Christian Boltanski (France). Misterios, 2017. 3 screen projection, sound, color; 12 hrs. Dimensions variable. Edition of 3. The video triptych Misterios (Mysteries) documents a project made on the rocky, uninhabited coast of Bahia Bustamante in Patagonia. Three colossal trumpets, mounted on the shore, produce a sound reminiscent of whale song as strong ocean winds pass through them
So, are sound art pieces more strictly interpreted?
No, I actually think they open up more. Interpretation is interesting – because it needs some kind of base, but it's also something we’re constantly doing.
With visual art, we tend to interpret automatically. That’s what the news does, too – it communicates with images in ways that often manipulate our emotions. But sound engages our interpretive faculties in a completely different way. It taps into the pre-semantic layers of understanding – before meaning even arises. But it also exists after meaning, and in between. It’s all there, at once.

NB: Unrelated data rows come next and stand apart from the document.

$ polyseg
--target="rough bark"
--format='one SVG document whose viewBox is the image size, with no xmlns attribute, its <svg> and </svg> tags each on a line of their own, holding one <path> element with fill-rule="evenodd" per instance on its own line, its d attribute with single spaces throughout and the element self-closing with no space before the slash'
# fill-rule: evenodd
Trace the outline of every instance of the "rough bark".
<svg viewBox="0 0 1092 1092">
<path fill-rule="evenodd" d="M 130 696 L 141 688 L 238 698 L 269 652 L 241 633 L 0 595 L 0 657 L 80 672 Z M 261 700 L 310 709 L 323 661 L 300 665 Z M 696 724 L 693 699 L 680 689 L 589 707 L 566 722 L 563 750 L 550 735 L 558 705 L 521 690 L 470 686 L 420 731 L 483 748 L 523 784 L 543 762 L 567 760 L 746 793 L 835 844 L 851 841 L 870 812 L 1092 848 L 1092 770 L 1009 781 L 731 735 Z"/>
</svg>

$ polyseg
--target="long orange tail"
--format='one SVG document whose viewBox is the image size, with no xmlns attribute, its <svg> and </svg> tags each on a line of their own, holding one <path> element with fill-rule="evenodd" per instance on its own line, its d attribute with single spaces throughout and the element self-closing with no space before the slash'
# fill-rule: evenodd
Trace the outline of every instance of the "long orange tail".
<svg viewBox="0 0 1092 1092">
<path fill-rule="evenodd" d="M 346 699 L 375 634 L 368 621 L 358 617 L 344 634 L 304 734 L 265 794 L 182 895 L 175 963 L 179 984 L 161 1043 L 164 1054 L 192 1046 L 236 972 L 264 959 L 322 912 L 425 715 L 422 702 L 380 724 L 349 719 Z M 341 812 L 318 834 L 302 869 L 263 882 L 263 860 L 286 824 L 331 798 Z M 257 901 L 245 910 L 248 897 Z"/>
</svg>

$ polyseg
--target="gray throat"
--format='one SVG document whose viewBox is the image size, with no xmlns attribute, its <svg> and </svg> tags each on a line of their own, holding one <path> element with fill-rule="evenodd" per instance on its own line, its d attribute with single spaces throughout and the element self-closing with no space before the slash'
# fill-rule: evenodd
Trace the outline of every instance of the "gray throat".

Whereas, in a way, the visual field often feels like the endpoint of a tunnel of interpretation – one that the artist, to some extent, has already traveled for us by composing the image. A sonic composition remains more open. I would say that it invites interpretation in a different way. It allows us to realize that meaning is something developed by us, but together with others. In that sense, it’s intersubjective – and even, I’d say, interobjective.
Sound art quite often is using a language...
And also pre-language, and also all foundational elements of what language is. Which, in itself, is a miracle, isn’t it? The fact that we can communicate using our skeletons, our ears – is extraordinary.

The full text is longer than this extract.